30 déc. 2020

Du paradigme service féminin/compensation masculine

Le paradigme service féminin/compensation masculine correspond à un échange social inégal - échange que j'ai proposé d'appeler "prostitutionnel" afin de rendre plus explicites les bases matérielles concrètes des conventions hétérosexuelles. Qu'elles soient plubliquement consacrées par la cérémonie du mariage ou clandestinement négociées dans l'industrie du sexe, les relations hétérosexuelles sont socialement et psychologiquement façonnées par le postulat du droit des hommes au travail des femmes. Même ceux qui dénoncent le dénigrement et les violences faites aux femmes par les hommes mettent rarement en question les prérogatives des hommes dans les domaines sexuel, domestique et reproductif.
Gail Pheterson, Le prisme de la prostitution (cité dans Virginie Despentes, King Kong Théorie)

29 déc. 2020

De l'émancipation féminine

On entend aujourd'hui des hommes se lamenter de ce que l'émancipation féminine les dévirilise. Ils regrettent un état antérieur, quand leur force prenait racine dans l'oppression féminine.
Virginie Despentes, King Kong Théorie, Je t’encules ou tu m’encules ?, page 27.

De la maternité, de l'Etat et du pouvoir des hommes et des femmes

La maternité est devenue l’aspect le plus glorifié de la condition féminine. C’est aussi, en Occident, le domaine dans lequel le pouvoir de la femme s’est le plus accru. Ce qui est vrai depuis longtemps à propos des filles, cette emprise totale de la mère, l’est devenu à propos des fils.

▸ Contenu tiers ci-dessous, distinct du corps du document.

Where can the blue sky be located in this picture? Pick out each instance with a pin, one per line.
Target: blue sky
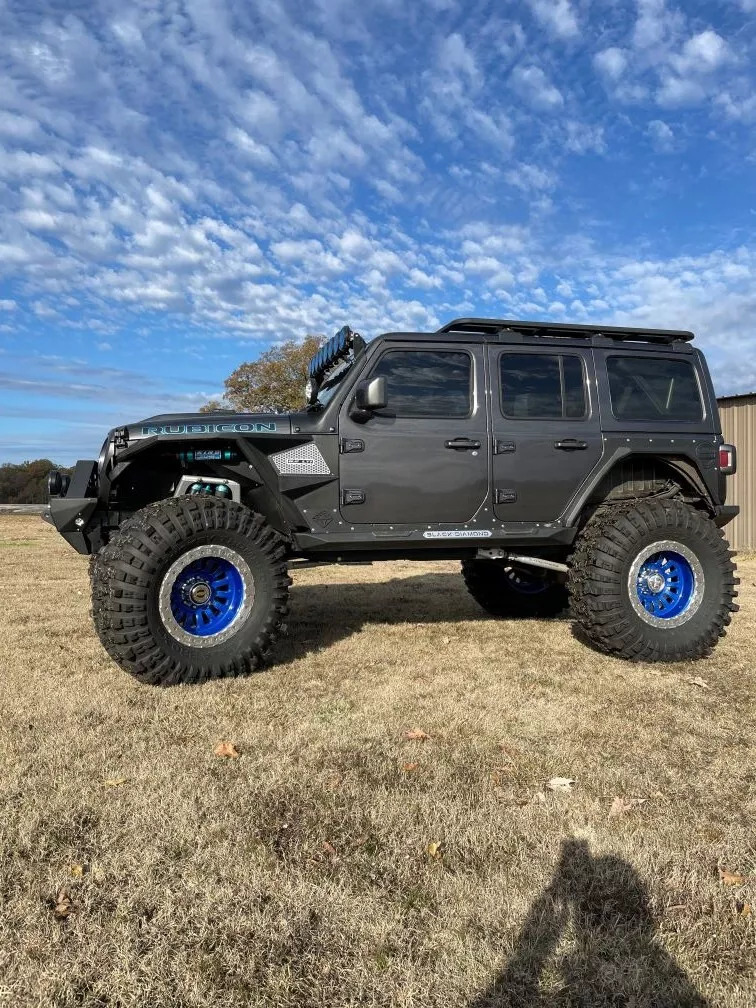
(183, 183)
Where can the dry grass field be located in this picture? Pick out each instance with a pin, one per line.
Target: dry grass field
(336, 862)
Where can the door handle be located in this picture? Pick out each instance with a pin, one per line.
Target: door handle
(463, 445)
(571, 445)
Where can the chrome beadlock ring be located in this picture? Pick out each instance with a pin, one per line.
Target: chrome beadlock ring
(665, 584)
(232, 622)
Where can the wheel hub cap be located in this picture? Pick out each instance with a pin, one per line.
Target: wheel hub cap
(199, 594)
(654, 583)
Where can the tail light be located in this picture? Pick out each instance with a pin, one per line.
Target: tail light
(728, 460)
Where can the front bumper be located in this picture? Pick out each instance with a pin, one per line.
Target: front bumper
(73, 513)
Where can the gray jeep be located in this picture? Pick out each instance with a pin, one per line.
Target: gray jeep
(560, 464)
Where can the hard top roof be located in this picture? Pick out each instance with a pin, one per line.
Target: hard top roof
(497, 331)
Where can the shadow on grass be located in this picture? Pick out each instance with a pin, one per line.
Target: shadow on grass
(324, 614)
(603, 906)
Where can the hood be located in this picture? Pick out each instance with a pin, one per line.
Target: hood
(210, 424)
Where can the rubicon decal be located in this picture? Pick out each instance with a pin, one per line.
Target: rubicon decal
(209, 428)
(459, 533)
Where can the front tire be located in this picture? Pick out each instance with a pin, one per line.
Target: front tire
(653, 581)
(191, 589)
(510, 592)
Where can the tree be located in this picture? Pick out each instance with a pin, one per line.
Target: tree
(26, 483)
(274, 383)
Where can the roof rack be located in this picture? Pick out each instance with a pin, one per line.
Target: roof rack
(491, 327)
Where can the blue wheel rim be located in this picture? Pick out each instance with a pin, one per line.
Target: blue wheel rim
(666, 585)
(207, 596)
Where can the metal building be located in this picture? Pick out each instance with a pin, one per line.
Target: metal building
(738, 415)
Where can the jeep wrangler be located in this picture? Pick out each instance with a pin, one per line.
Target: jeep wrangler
(561, 465)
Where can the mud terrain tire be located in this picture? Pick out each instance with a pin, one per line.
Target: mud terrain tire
(653, 581)
(191, 589)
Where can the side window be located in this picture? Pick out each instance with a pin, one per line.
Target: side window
(542, 386)
(653, 388)
(426, 382)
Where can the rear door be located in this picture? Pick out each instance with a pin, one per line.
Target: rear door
(423, 460)
(546, 430)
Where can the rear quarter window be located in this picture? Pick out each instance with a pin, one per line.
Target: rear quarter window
(653, 388)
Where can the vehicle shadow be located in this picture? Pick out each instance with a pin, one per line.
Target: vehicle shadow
(324, 614)
(591, 934)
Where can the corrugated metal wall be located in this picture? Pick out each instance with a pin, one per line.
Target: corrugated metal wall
(739, 427)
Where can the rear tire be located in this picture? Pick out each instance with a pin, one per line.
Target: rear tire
(191, 589)
(509, 592)
(653, 581)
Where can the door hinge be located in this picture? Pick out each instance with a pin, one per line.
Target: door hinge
(353, 496)
(350, 445)
(505, 496)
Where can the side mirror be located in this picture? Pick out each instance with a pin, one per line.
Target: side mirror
(371, 395)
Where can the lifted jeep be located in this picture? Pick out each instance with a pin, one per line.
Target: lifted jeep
(559, 464)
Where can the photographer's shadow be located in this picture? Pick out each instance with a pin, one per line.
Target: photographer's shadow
(603, 906)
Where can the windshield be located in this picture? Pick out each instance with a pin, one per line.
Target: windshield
(328, 390)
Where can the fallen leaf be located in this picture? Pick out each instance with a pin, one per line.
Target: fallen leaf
(227, 749)
(731, 878)
(64, 907)
(561, 784)
(620, 806)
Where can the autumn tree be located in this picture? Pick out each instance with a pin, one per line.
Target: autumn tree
(273, 383)
(26, 482)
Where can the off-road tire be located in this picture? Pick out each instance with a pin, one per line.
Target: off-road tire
(128, 572)
(600, 592)
(491, 585)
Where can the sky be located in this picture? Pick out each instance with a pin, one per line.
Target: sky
(183, 183)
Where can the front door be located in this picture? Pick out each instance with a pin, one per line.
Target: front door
(546, 431)
(423, 459)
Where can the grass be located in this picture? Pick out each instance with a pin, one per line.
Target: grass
(300, 874)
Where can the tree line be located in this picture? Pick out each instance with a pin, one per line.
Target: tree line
(273, 383)
(26, 482)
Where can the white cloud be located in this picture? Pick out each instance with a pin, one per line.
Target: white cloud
(661, 134)
(556, 16)
(612, 63)
(529, 177)
(533, 87)
(702, 53)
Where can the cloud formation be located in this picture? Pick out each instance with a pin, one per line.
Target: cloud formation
(240, 173)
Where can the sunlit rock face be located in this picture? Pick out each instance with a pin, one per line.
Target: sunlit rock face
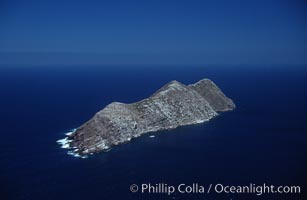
(173, 105)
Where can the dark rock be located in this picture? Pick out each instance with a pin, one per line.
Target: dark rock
(175, 104)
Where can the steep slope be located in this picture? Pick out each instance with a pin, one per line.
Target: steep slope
(175, 104)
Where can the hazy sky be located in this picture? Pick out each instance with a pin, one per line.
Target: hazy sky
(153, 32)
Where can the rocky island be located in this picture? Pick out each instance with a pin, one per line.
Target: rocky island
(173, 105)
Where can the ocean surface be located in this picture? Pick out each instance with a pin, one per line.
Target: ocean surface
(264, 140)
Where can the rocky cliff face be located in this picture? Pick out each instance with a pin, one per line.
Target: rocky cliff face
(175, 104)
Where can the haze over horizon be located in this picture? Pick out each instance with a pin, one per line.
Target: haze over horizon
(153, 32)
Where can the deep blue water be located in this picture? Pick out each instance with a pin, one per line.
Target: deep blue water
(263, 141)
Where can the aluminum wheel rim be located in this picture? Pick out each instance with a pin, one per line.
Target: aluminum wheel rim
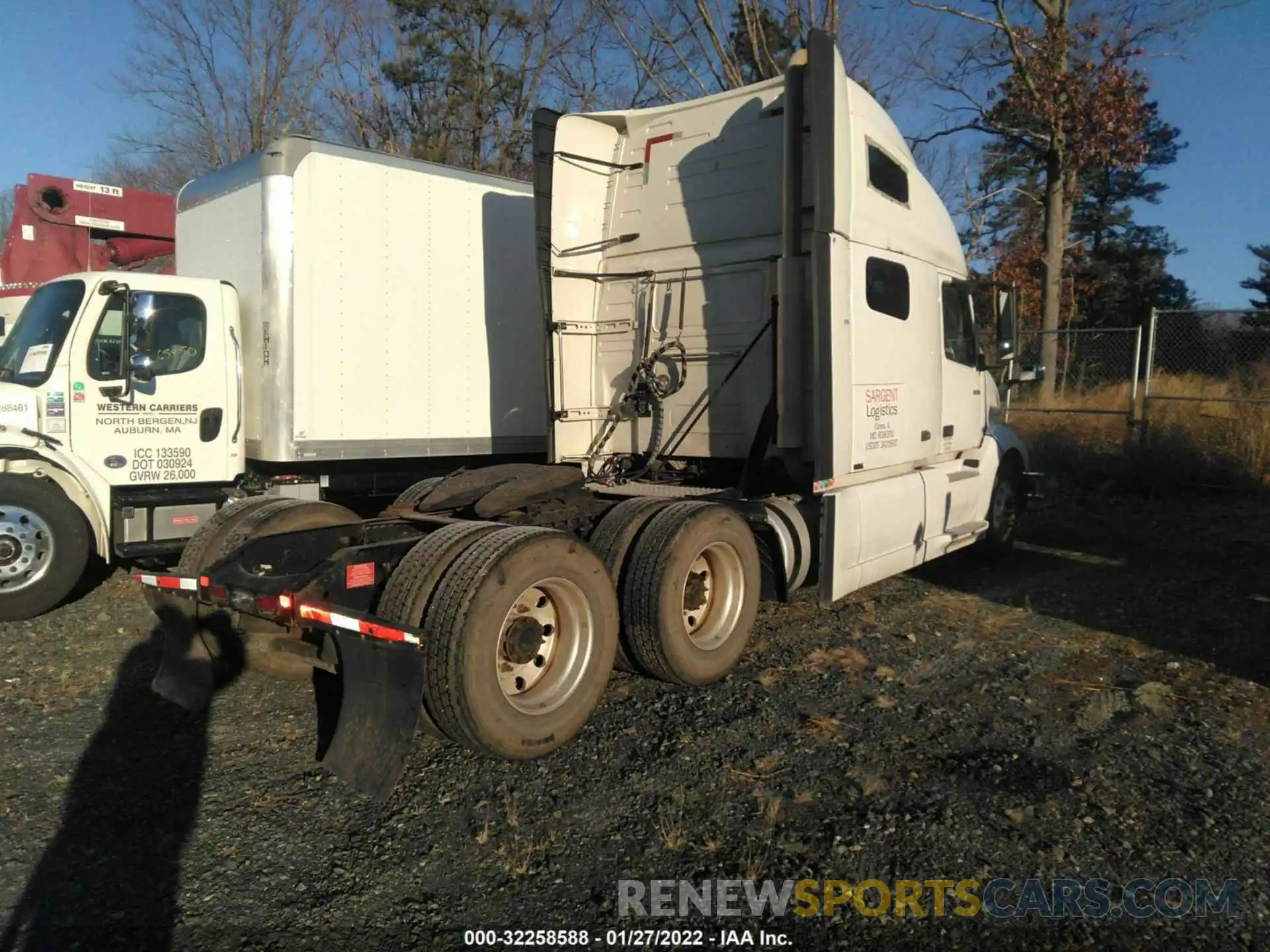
(714, 592)
(26, 547)
(556, 616)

La maman sait ce qui est bon pour son enfant, on nous le répète sur tous les tons, elle porterait intrinsèquement en elle ce pouvoir stupéfiant. Réplique domestique de ce qui s’organise dans le collectif : l’Etat toujours plus surveillant sait mieux que nous ce que nous devons manger, boire, fumer, ingérer, ce que nous sommes aptes à regarder, lire, comprendre, comment nous devons nous déplacer, dépenser notre argent, nous distraire. Quand Sarkozy réclame la police dans les écoles, ou Royal, l’armée dans les quartiers, ça n’est pas une figure virile de la loi qu’ils introduisent chez les enfants, mais une prolongation du pouvoir absolu de la mère. Elle seule sait punir, encadrer, tenir les enfants en état de nourrisson prolongé. Un Etat qui se projette en mère toute-puissante est un état fascisant. Le citoyen d’une dictature revient au stade du bébé : langé, nourri et tenu au berceau par une force omniprésente, qui sait tout, qui peut tout, a tous les droits sur lui, pour son propre bien. L’individu est débarrassé de son autonomie, de sa faculté de se tromper, de se mettre en danger. C’est ce vers quoi notre société tend, possiblement parce que notre temps de grandeur est déjà loin derrière nous, nous régressons vers des stades d’organisation collectives infantilisant l’individu. Dans la tradition, les valeurs viriles sont les valeurs de l’expérimentation, de la prise de risque, de la rupture avec le foyer. Quand de toutes parts la virilité des femmes est méprisée, entravée, désignée comme néfaste, les hommes auraient tort de se réjouir ou de se sentir protégés. C’et autant leur autonomie que la nôtre qui est remise en cause. Dans une société libérale de surveillance, l’homme est un consommateur comme un autre et il n’est pas souhaitable qu’il est beaucoup plus de pouvoirs qu’une femme.
Virginie Despentes, King Kong Théorie, Je t’encules ou tu m’encules ?, pages 25/26.